Before Patrick can reply, somebody’s knocking again. His mom’s frown intensifies and she opens the front door.
Patrick doesn’t recognize the professional-looking woman in the door until she opens her mouth to say, “Mrs. Stumph? I’m very sorry about the hour, but does Pete Wentz happen to be here?”
That’s okay, though. He’s halfway up the stairs by then, and he hurries to his room as his mom makes baffled inquiries of Eileen Murchison from Pete’s label.
“We have to get out of here,” Patrick says, opening the door to his room. Then he opens his window, the one looking out to the tree in the yard.
To his surprise, Pete doesn’t make it difficult, only lines up behind him as Patrick slips out and climbs down to the ground.
“Where to now?” Pete says.
Patrick considers. “I know where my bandmate hides his spare key.”
“Excellent.” Pete pumps his fist. “Your bandmate’s place. Next, the world?” His hair, which has dried up all fluffy in Patrick’s room, is getting wet again, water soaking the shirt he borrowed from Patrick, his grin triumphant.
Two hours ago Patrick thought they’d never speak again. Now he’s running away with Pete, or maybe Pete’s running away with him. He laces their hands together, touching soulmarks for the first time.
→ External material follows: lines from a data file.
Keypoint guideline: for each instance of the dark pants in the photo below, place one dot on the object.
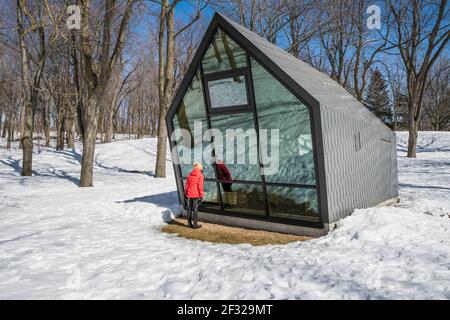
(193, 211)
(226, 186)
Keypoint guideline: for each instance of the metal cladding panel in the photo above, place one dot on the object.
(357, 178)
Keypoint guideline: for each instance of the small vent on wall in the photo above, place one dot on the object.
(357, 141)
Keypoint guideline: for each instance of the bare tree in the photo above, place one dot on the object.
(97, 72)
(421, 34)
(437, 98)
(166, 76)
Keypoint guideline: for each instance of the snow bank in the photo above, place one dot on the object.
(60, 241)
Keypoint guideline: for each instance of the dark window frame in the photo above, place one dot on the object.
(225, 75)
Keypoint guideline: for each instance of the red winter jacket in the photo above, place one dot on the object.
(194, 184)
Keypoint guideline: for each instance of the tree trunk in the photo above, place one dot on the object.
(46, 122)
(10, 135)
(412, 139)
(166, 80)
(60, 133)
(89, 139)
(71, 131)
(26, 140)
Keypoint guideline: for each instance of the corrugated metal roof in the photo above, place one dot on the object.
(328, 92)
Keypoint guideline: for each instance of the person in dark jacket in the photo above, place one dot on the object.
(224, 175)
(194, 193)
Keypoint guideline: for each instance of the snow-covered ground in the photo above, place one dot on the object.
(61, 241)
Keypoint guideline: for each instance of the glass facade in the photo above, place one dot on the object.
(239, 152)
(279, 109)
(228, 92)
(246, 198)
(223, 54)
(236, 183)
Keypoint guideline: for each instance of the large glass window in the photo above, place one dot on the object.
(191, 116)
(228, 92)
(277, 108)
(298, 203)
(223, 54)
(236, 146)
(247, 198)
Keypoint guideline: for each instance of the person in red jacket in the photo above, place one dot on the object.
(194, 193)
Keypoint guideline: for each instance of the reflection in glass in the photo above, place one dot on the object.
(191, 113)
(278, 108)
(237, 146)
(296, 203)
(228, 92)
(223, 54)
(248, 198)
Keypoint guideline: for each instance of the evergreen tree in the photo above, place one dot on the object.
(377, 98)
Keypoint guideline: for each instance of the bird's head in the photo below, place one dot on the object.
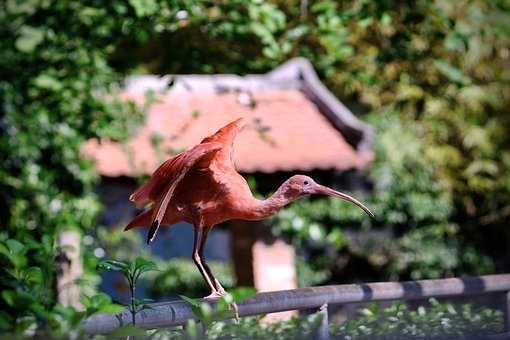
(299, 185)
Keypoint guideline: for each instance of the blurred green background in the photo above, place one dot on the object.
(431, 77)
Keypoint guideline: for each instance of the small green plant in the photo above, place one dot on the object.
(132, 272)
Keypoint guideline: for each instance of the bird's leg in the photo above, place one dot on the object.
(198, 261)
(221, 291)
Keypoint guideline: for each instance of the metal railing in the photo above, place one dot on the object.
(175, 313)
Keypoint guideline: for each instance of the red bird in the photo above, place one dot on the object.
(201, 186)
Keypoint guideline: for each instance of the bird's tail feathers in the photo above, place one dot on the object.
(141, 220)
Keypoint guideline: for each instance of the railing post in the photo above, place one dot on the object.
(506, 311)
(323, 330)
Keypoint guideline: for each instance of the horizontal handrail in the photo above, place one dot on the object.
(168, 314)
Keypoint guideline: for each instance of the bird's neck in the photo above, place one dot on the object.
(270, 206)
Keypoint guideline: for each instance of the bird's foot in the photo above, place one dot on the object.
(215, 295)
(218, 294)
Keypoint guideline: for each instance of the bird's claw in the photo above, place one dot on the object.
(218, 294)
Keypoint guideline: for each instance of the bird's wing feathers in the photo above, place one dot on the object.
(165, 174)
(150, 189)
(178, 171)
(226, 136)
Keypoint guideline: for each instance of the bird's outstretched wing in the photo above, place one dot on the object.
(226, 136)
(176, 173)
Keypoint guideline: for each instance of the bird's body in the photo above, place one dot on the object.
(201, 186)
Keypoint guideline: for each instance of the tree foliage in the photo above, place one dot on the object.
(433, 76)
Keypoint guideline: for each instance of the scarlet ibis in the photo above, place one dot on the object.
(202, 187)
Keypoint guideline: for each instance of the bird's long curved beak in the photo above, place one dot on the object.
(322, 190)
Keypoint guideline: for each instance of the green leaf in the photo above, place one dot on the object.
(15, 246)
(144, 7)
(34, 275)
(451, 72)
(113, 265)
(144, 265)
(45, 81)
(29, 38)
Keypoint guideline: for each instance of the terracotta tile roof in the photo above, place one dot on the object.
(285, 132)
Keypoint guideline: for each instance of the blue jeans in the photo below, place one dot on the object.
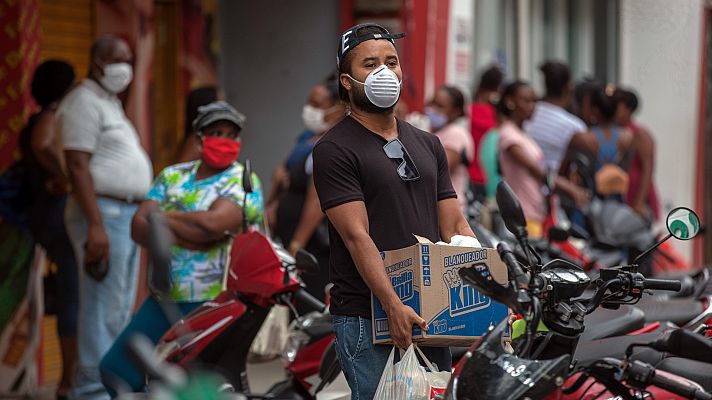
(104, 307)
(363, 362)
(118, 371)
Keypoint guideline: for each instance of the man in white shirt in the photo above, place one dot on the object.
(552, 126)
(110, 174)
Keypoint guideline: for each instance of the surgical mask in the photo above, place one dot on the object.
(116, 77)
(220, 152)
(382, 87)
(313, 118)
(437, 119)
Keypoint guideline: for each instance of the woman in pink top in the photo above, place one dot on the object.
(521, 159)
(447, 121)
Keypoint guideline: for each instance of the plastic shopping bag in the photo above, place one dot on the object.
(272, 336)
(408, 380)
(437, 380)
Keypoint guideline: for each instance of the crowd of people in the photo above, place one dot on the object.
(357, 181)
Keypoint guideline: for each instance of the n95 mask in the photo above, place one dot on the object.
(382, 87)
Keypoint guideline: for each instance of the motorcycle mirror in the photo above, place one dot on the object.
(247, 177)
(683, 223)
(306, 262)
(160, 239)
(557, 234)
(511, 210)
(684, 344)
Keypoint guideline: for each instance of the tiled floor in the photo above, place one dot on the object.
(261, 376)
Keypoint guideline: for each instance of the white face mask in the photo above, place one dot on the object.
(313, 118)
(116, 77)
(382, 87)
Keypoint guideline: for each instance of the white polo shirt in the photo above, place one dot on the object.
(552, 128)
(92, 120)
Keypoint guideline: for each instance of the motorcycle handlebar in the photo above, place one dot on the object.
(663, 284)
(507, 256)
(310, 301)
(681, 389)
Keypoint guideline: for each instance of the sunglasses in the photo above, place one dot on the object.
(406, 169)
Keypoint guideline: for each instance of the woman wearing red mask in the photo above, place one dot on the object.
(202, 202)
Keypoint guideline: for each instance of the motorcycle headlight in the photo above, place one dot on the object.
(296, 340)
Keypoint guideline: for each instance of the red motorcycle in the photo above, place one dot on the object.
(219, 333)
(552, 296)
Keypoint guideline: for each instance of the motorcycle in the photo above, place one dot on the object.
(219, 333)
(550, 299)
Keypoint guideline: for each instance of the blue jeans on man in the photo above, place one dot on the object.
(363, 362)
(104, 307)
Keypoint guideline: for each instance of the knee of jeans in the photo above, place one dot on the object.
(118, 373)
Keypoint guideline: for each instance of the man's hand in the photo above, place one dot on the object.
(401, 319)
(97, 246)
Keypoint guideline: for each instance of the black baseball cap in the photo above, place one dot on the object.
(351, 38)
(218, 111)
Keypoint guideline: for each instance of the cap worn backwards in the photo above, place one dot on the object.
(218, 111)
(350, 38)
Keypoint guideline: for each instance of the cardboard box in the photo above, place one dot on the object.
(425, 277)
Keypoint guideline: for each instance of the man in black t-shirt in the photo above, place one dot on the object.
(380, 181)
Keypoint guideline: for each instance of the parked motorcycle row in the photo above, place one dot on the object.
(592, 323)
It’s not like he’s read, not at all, because in all the stories it’s a shock and surprise and something different, but Patrick looks at the guy who just made him laugh so hard he nearly cried, who made Patrick write music easy as breathing and then looked at Patrick with shining eyes like it was the best thing Pete has ever heard. He looks at Pete, feels the spreading warmth of the bond, and thinks, What, this? I knew this already. What else is new?
“Adamantium record,” he tells Pete. “I’m not settling for anything less.”